In this case we have tested a running sum. The performance of the current implementation is a factor 20 worse.

def query2: DataFrame = {
  val window1 = window().partitionBy($"Origin").orderBy($"FlightDate", $"CRSDeptime")
  otp.select (
    $"Origin"
    ,$"Dest"
    ,$"UniqueCarrier"
    ,$"FlightNum"
    ,$"TailNum"
    ,$"FlightDate"
    ,$"CRSDepTime"
    ,$"DepTime"
    ,$"DepDelayMinutes"
    ,sum($"DepDel15").over(window1).unboundedPreceding().rowsFollowing(0).as("RunningDepDelay15")
    ,sum($"DepDelayMinutes").over(window1).unboundedPreceding().rowsFollowing(0).as("RunningDepDelayMinutes")
  )  
}

// Execute using new implementation (2 seconds)
sqlContext.setConf("spark.sql.useWindow2Processor", "true")
val flightsW2_new = query2.cache()
flightsW2_new.count

// Execute using current implementation (41 seconds)
sqlContext.setConf("spark.sql.useWindow2Processor", "false")
val flightsW2_current = query2.cache()
flightsW2_current.count

// Drop cached queries
flightsW2_new.unpersist()
flightsW2_current.unpersist()

TODO

General

  • [BLOCKING] Create PR
  • [BLOCKING] Documentation
  • [BLOCKING] Test execution phase.
  • [BLOCKING] Adapt code to match Spark style guide.
  • [BLOCKING] Drop own WindowDSL in favour of the one currently in development.
  • [FOLLOWUP PR] Performance might improve as soon as Exchange starts supporting secondary sort.

Logical

  • [BLOCKING] Remove the WindowFunction concept.
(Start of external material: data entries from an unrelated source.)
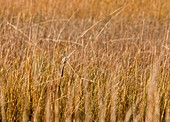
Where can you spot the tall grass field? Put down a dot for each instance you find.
(84, 60)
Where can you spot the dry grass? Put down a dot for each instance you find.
(84, 60)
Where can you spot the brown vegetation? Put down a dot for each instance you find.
(84, 60)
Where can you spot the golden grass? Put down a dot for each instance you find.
(63, 60)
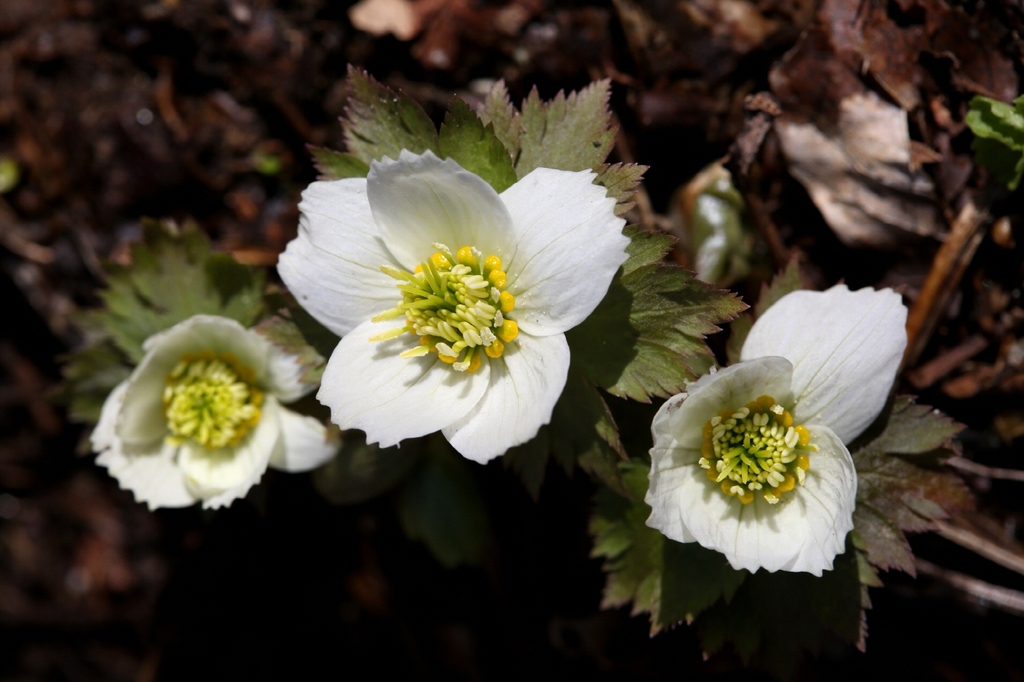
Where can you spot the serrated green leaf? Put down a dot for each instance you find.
(719, 241)
(649, 329)
(474, 146)
(172, 278)
(992, 119)
(337, 165)
(895, 495)
(582, 431)
(380, 122)
(884, 544)
(286, 336)
(568, 133)
(360, 471)
(621, 181)
(673, 582)
(1004, 163)
(440, 506)
(89, 375)
(998, 142)
(499, 112)
(773, 619)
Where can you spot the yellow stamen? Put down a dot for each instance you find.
(509, 331)
(498, 279)
(495, 349)
(466, 256)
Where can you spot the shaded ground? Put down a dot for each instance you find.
(114, 110)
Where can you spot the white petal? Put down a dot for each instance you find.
(803, 533)
(307, 443)
(570, 244)
(422, 200)
(333, 266)
(845, 347)
(680, 420)
(284, 373)
(221, 475)
(102, 435)
(150, 473)
(525, 384)
(368, 386)
(680, 494)
(809, 530)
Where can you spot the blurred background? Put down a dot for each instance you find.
(113, 111)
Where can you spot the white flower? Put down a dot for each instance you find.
(200, 418)
(452, 301)
(752, 462)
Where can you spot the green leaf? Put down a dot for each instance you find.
(172, 278)
(89, 375)
(499, 112)
(380, 122)
(883, 543)
(894, 494)
(774, 617)
(673, 582)
(337, 165)
(474, 146)
(582, 431)
(360, 471)
(998, 144)
(286, 336)
(716, 235)
(648, 332)
(440, 506)
(785, 282)
(621, 180)
(568, 133)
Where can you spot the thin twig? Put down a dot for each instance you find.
(943, 364)
(982, 470)
(947, 268)
(987, 594)
(986, 548)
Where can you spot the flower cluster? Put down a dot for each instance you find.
(752, 461)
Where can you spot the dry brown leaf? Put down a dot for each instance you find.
(380, 17)
(860, 176)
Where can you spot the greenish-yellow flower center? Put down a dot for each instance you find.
(211, 399)
(756, 450)
(457, 305)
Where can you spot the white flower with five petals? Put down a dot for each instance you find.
(201, 417)
(753, 462)
(452, 300)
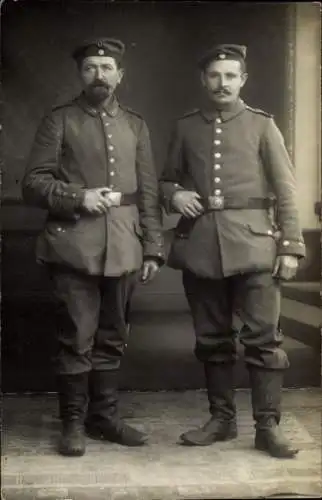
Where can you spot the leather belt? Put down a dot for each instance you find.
(222, 203)
(129, 199)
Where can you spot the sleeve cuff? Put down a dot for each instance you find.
(291, 247)
(168, 194)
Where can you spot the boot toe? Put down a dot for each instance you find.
(121, 433)
(273, 443)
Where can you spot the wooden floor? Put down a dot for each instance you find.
(162, 469)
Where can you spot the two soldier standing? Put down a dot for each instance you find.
(92, 168)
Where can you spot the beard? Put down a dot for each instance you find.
(97, 92)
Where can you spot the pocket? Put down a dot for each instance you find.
(183, 228)
(138, 230)
(258, 229)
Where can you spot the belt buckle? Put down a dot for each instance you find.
(216, 202)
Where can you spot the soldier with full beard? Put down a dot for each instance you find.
(92, 168)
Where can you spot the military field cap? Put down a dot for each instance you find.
(109, 47)
(222, 52)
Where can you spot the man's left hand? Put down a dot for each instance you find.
(149, 271)
(113, 198)
(285, 267)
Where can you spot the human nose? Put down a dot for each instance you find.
(99, 73)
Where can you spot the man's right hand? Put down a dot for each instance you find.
(94, 201)
(187, 204)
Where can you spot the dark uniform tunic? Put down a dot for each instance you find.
(78, 147)
(238, 158)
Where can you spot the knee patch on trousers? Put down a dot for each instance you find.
(270, 358)
(225, 352)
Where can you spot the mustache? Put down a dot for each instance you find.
(222, 91)
(99, 83)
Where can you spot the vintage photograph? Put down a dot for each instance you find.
(161, 250)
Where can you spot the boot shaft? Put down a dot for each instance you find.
(266, 392)
(220, 385)
(73, 396)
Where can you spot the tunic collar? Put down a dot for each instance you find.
(210, 113)
(111, 108)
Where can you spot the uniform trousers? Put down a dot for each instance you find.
(93, 319)
(244, 306)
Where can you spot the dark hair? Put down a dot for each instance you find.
(79, 63)
(242, 62)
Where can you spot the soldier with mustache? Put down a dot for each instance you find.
(92, 168)
(227, 173)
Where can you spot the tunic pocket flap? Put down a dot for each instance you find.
(260, 229)
(183, 228)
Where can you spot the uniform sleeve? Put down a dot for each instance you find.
(281, 176)
(149, 198)
(41, 185)
(174, 169)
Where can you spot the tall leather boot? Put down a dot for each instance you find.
(103, 421)
(72, 390)
(266, 386)
(222, 425)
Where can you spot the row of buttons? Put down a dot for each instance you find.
(110, 147)
(217, 155)
(112, 160)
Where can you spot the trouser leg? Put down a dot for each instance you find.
(266, 360)
(211, 307)
(79, 303)
(103, 420)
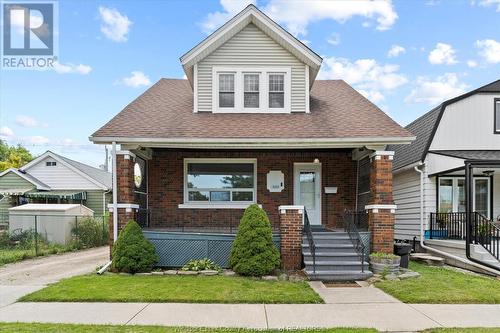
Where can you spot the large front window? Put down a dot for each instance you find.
(220, 181)
(452, 195)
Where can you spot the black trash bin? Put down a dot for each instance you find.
(403, 250)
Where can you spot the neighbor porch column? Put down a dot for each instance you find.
(291, 224)
(125, 195)
(381, 208)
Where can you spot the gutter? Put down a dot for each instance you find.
(422, 232)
This interface exposes quite a bit of implementation detail to catalyst.
  • [BLOCKING] Introduce Hive Pivot Window Function
  • [NICE TO HAVE] Introduce more window functions (can be made available using HiveUDAFS):
    • PERCENT_RANK()
    • NTILE()
    • PERCENTILE()
    • ... other pivotted Hive UDAFs
  • [NICE TO HAVE] Find out if Row_Number warrants its own expression, currently implement as Count(Literal(1)) over a running window.

Execution

  • [NICE TO HAVE] The current implementation is semi-blocking. It processes all the rows of the same group at a time. There are a number of scenario's (i.e. Row Numbers or Running Sums) in which we can do true or buffered (in case of positive shifts) streaming.
  • [FOLLOWUP PR] Add CodeGeneration where possible.

Optimizer

  • [FOLLOWUP PR] Prune columns
  • [FOLLOWUP PR] Push filters through which have been defined on the partitioning columns.

Analyzer

  • [BLOCKING] Allow the extract window expression to only create windows for different group by / order by clauses.
  • [NICE TO HAVE] Eliminate aggregates with a negative interval.
  • [NICE TO HAVE] Eliminate zero shifts (is the row itself).
  • [NICE TO HAVE] Eliminate entire WindowAggregate when nothing gets aggregated. Project instead.
  • [NICE TO HAVE] Prevent layered (windowed) aggregates.
  • [NICE TO HAVE] Revert singular range (low == high) or shifted simple aggregates (SUM, AVG, MAX, MIN) into the backing expression.
  • [NICE TO HAVE] Fail when a range window without an aggregating expression is encountered.

Parser

  • [BLOCKING] Add proper function resolution to the HiveQL parser.
  • [FOLLOWUP PR] Add window expressions to the regular parser.